We next assessed the MAGs for photoautotrophy, expecting to find differences between our two study sites based on the observed contrasts in the functional marker gene analysis (Figure 2). In Lake Mendota, the majority of MAGs encoding phototrophic pathways were classified as Cyanobacteria. These populations contained genes encoding enzymes in the CBB pathway. In Trout Bog, most MAGs encoding phototrophy were classified as Chlorobium clathratiforme, a species of Chlorobiales widespread in humic lakes (Karhunen et al., 2013). The Chlorobiales MAGs in Trout Bog contained genes encoding citrate lyase and other key enzymes in the reductive tricarboxylic acid (TCA) cycle, an alternative carbon fixation method commonly found in green sulfur bacteria such as Chlorobi (Kanao et al., 2002; Tang & Blankenship, 2010). As Chlorobium is a strictly anaerobic lineage, the presence of citrate lyase in these populations may explain why this gene was observed more frequently in metagenomes from Trout Bog’s hypolimnion. These photoautotrophs from both lakes also contained genes potentially encoding nitrogen fixation. The co-occurrence of fixation pathways in these populations are especially interesting given their relatively high abundance in their respective lakes.
The reductive TCA cycle is the only carbon fixation pathway known to be active in cultured representatives of Chlorobiales, but we found genes annotated as the RuBisCO large subunit (rbcL) were observed in some of the Chlorobiales MAGs. Homologs of rbcL have been previously identified in isolates of Chlorobium, and were associated with sulfur metabolism and oxidative stress (Hanson & Tabita, 2001). Inspection of the neighborhoods of genes annotated as rbcL in the Chlorobiales MAGs revealed genes putatively related to rhamnose utilization, LPS assembly, and alcohol dehydrogenation, but no other CBB pathway enzymes. Given this information, it seems likely that this rbcL homolog encodes a function other than carbon fixation in the Chlorobiales MAGs.
The potential for photoheterotrophy via the aerobic anoxygenic phototrophic pathway was identified in several MAGs from all lake environments, especially from epilimnia, based on the presence of genes annotated as pufABCLMX, puhA, and pucAB encoding the core reaction center RC-LH1 (Martinez-Garcia et al., 2012). Betaproteobacteria and Gammaproteobacteria, particularly MAGs classified as Burkholderiales, most often contained these genes, although they were not broadly shared across the phylum (Figure 2). As aerobic anoxygenic phototrophy has previously been associated with freshwater Proteobacteria (Martinez-Garcia et al., 2012), these results are not surprising. Unexpectedly, an Acidobacteria MAG from the Trout Bog epilimnion also contained genes suggesting aerobic anoxygenic phototrophy.
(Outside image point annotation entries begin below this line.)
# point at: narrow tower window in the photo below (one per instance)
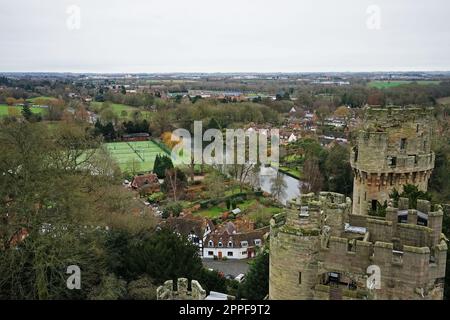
(403, 144)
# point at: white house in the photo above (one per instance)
(232, 244)
(292, 138)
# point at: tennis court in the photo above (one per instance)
(134, 156)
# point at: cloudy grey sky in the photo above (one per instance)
(224, 35)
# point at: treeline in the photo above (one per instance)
(62, 204)
(226, 115)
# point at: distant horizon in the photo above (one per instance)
(224, 72)
(236, 36)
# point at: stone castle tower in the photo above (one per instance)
(320, 251)
(327, 247)
(393, 149)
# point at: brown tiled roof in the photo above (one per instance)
(236, 238)
(189, 224)
(140, 181)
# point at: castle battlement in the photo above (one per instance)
(181, 292)
(321, 247)
(393, 149)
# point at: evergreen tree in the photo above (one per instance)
(26, 112)
(256, 283)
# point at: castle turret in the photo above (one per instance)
(392, 150)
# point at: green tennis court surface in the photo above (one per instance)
(134, 156)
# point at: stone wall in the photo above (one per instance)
(393, 149)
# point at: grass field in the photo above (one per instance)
(445, 100)
(391, 84)
(4, 110)
(134, 156)
(32, 100)
(117, 108)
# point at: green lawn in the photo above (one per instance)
(213, 212)
(390, 84)
(119, 108)
(4, 110)
(294, 172)
(445, 100)
(32, 100)
(139, 156)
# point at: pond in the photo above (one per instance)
(265, 181)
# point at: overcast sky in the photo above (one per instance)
(224, 35)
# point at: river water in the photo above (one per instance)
(265, 181)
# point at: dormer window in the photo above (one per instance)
(403, 144)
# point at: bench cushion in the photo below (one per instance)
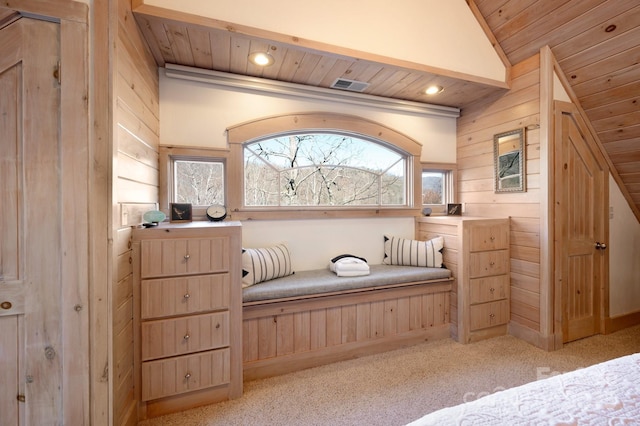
(319, 281)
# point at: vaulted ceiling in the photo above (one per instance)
(596, 42)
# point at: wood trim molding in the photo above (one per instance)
(583, 115)
(621, 322)
(549, 319)
(241, 133)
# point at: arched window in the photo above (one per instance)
(323, 169)
(321, 162)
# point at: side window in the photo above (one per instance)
(323, 169)
(199, 182)
(437, 189)
(197, 176)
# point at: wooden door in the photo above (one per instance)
(30, 221)
(580, 214)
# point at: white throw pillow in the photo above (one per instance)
(402, 251)
(263, 264)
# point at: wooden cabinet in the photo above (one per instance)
(188, 296)
(477, 252)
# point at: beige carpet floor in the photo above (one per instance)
(397, 387)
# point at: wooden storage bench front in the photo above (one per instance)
(285, 335)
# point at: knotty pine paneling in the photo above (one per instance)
(135, 150)
(293, 333)
(520, 107)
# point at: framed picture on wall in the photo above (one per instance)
(180, 212)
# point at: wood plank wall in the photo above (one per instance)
(135, 174)
(520, 107)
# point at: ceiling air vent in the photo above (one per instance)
(352, 85)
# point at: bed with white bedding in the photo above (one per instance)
(602, 394)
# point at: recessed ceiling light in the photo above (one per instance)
(263, 59)
(433, 90)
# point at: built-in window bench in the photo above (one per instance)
(312, 318)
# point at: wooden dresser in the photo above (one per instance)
(188, 312)
(477, 252)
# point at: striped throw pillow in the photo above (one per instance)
(402, 251)
(263, 264)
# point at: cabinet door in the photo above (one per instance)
(487, 263)
(184, 256)
(185, 295)
(172, 376)
(488, 237)
(488, 289)
(177, 336)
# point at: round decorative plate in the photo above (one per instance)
(154, 216)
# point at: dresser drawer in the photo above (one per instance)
(488, 237)
(488, 289)
(487, 263)
(185, 295)
(180, 256)
(182, 374)
(488, 314)
(178, 336)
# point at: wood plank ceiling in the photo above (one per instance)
(596, 42)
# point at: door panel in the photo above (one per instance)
(581, 210)
(30, 217)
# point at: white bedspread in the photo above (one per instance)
(603, 394)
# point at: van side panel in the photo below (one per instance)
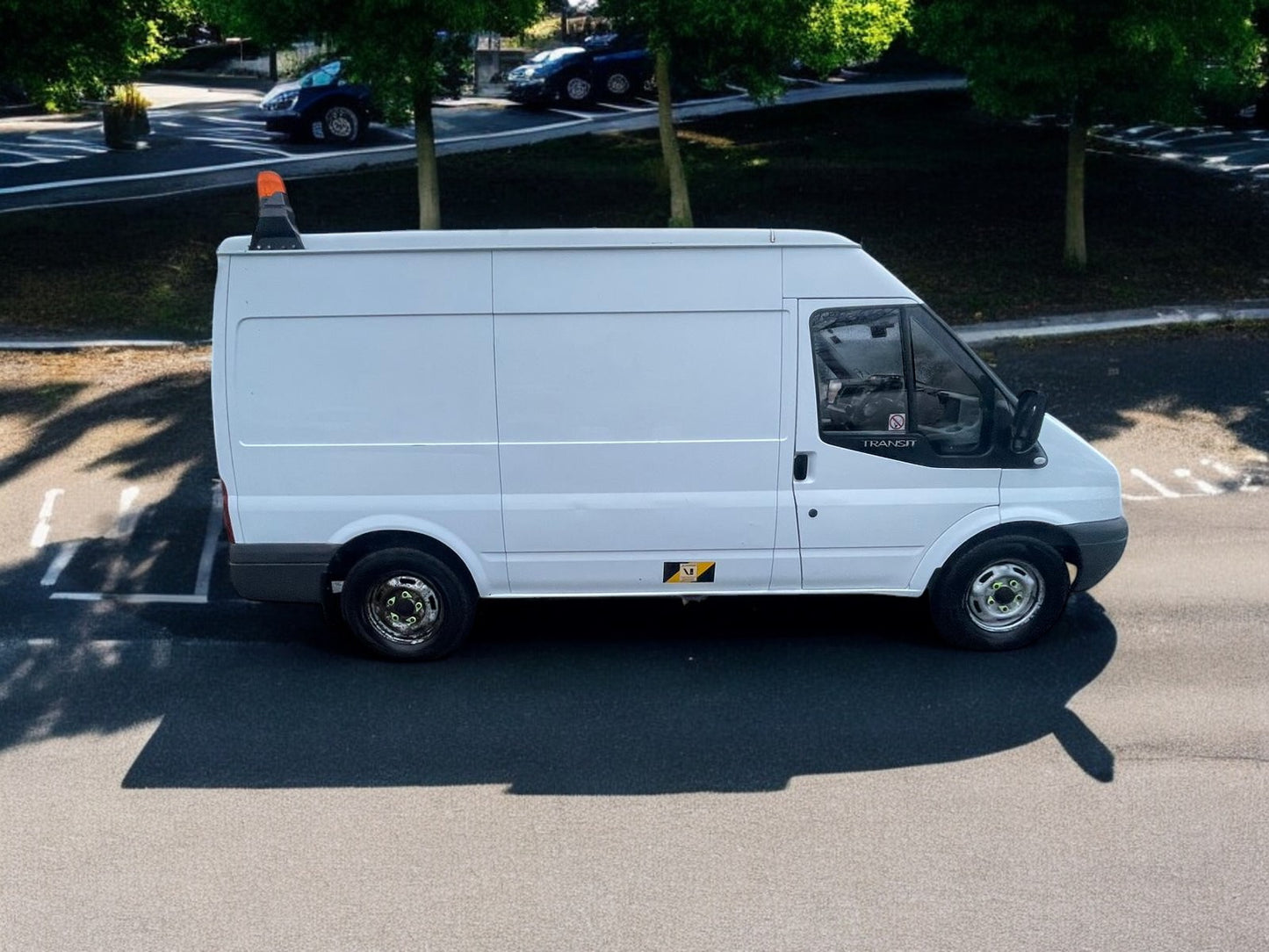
(632, 438)
(344, 422)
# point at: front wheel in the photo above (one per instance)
(407, 606)
(1000, 595)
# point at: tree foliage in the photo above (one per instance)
(399, 47)
(844, 32)
(1095, 60)
(63, 51)
(749, 43)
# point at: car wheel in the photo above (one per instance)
(618, 84)
(999, 595)
(578, 89)
(407, 606)
(342, 125)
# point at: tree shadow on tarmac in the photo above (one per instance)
(588, 697)
(1092, 384)
(622, 697)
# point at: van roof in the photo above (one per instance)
(541, 239)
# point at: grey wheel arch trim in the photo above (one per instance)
(1092, 547)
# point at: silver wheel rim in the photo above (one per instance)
(1006, 595)
(342, 122)
(404, 609)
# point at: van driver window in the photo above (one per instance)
(858, 354)
(947, 402)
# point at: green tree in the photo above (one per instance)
(747, 42)
(843, 32)
(63, 51)
(399, 47)
(1094, 61)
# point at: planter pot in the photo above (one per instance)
(125, 128)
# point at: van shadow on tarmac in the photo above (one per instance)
(630, 698)
(585, 697)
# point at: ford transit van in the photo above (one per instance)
(410, 422)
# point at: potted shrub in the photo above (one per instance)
(125, 119)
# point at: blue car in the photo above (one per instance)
(321, 105)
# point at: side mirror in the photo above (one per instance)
(1028, 418)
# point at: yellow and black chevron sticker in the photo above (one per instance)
(684, 573)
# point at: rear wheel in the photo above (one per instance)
(407, 606)
(342, 125)
(618, 84)
(1000, 595)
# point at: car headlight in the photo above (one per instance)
(283, 100)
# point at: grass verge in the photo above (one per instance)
(966, 210)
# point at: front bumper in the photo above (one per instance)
(1100, 545)
(279, 573)
(279, 119)
(530, 91)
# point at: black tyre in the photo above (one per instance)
(578, 89)
(618, 85)
(342, 125)
(999, 595)
(407, 606)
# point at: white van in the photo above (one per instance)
(407, 422)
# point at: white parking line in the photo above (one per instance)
(1228, 471)
(210, 538)
(1155, 485)
(130, 598)
(65, 552)
(1201, 485)
(43, 522)
(127, 519)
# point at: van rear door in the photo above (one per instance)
(894, 442)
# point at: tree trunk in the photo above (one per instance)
(1077, 254)
(425, 151)
(681, 207)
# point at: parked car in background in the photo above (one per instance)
(619, 63)
(552, 76)
(605, 66)
(321, 105)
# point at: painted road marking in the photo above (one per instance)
(126, 522)
(130, 597)
(43, 522)
(65, 552)
(1155, 485)
(210, 538)
(1202, 485)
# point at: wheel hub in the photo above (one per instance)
(1006, 595)
(404, 609)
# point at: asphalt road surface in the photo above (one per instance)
(205, 137)
(182, 769)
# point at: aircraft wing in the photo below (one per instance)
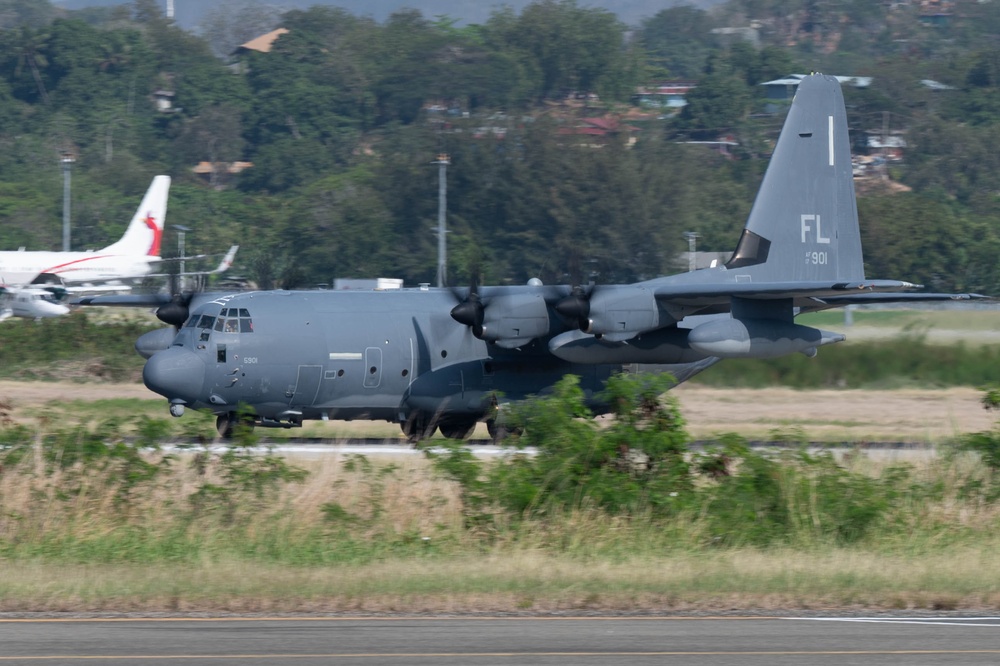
(867, 299)
(709, 294)
(223, 266)
(125, 300)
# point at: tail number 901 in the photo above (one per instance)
(816, 258)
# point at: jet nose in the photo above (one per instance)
(176, 374)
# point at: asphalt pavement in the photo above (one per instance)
(504, 641)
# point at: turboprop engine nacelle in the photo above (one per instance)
(515, 320)
(663, 346)
(758, 338)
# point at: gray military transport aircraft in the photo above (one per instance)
(441, 358)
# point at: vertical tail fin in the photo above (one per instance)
(145, 231)
(804, 222)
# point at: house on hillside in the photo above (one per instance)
(261, 44)
(669, 95)
(602, 128)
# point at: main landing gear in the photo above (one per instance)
(227, 423)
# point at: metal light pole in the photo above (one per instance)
(181, 230)
(442, 162)
(692, 238)
(67, 160)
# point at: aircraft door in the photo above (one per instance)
(373, 367)
(306, 385)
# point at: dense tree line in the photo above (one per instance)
(344, 116)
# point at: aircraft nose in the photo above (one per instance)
(175, 373)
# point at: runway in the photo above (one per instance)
(488, 641)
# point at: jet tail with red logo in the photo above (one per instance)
(145, 232)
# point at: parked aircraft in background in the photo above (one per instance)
(31, 302)
(133, 256)
(442, 358)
Another form of photoheterotrophy previously identified in freshwater is the use of light-activated proteins such as rhodopsins (Martinez-Garcia et al., 2012). We observed genes encoding rhodopsins in MAGs from each lake environment, but more frequently in Actinobacteria and Bacteroidetes MAGs from Lake Mendota (Figure 2). Trout Bog, especially the hypolimnion, harbored fewer, less diverse MAGs encoding rhodopsins than those from Lake Mendota.
Complex Carbon Degradation
Biopolymers in freshwater can be either autochthonous (produced within the lake, ex. algal polysaccharides) or allochthonous (imported from the surrounding landscape, ex. cellulose). Organic carbon in freshwater is often classified as either autochthonous or allochthonous carbon, but this distinction has little relevance for organotrophic bacteria. For example, there is substantial overlap in the molecular composition of algal exudates, cellulose degradation intermediates, and photochemical degradation products (Bertilsson & Tranvik, 1998; Ramanan et al., 2015). One-carbon compounds such as methane are produced in the lake (therefore autochthonous), but they are also produced from decomposition of allochthonous carbon. We therefore found it more informative to categorize the carbon degradation pathways observed in our dataset by type of metabolism rather than carbon origin.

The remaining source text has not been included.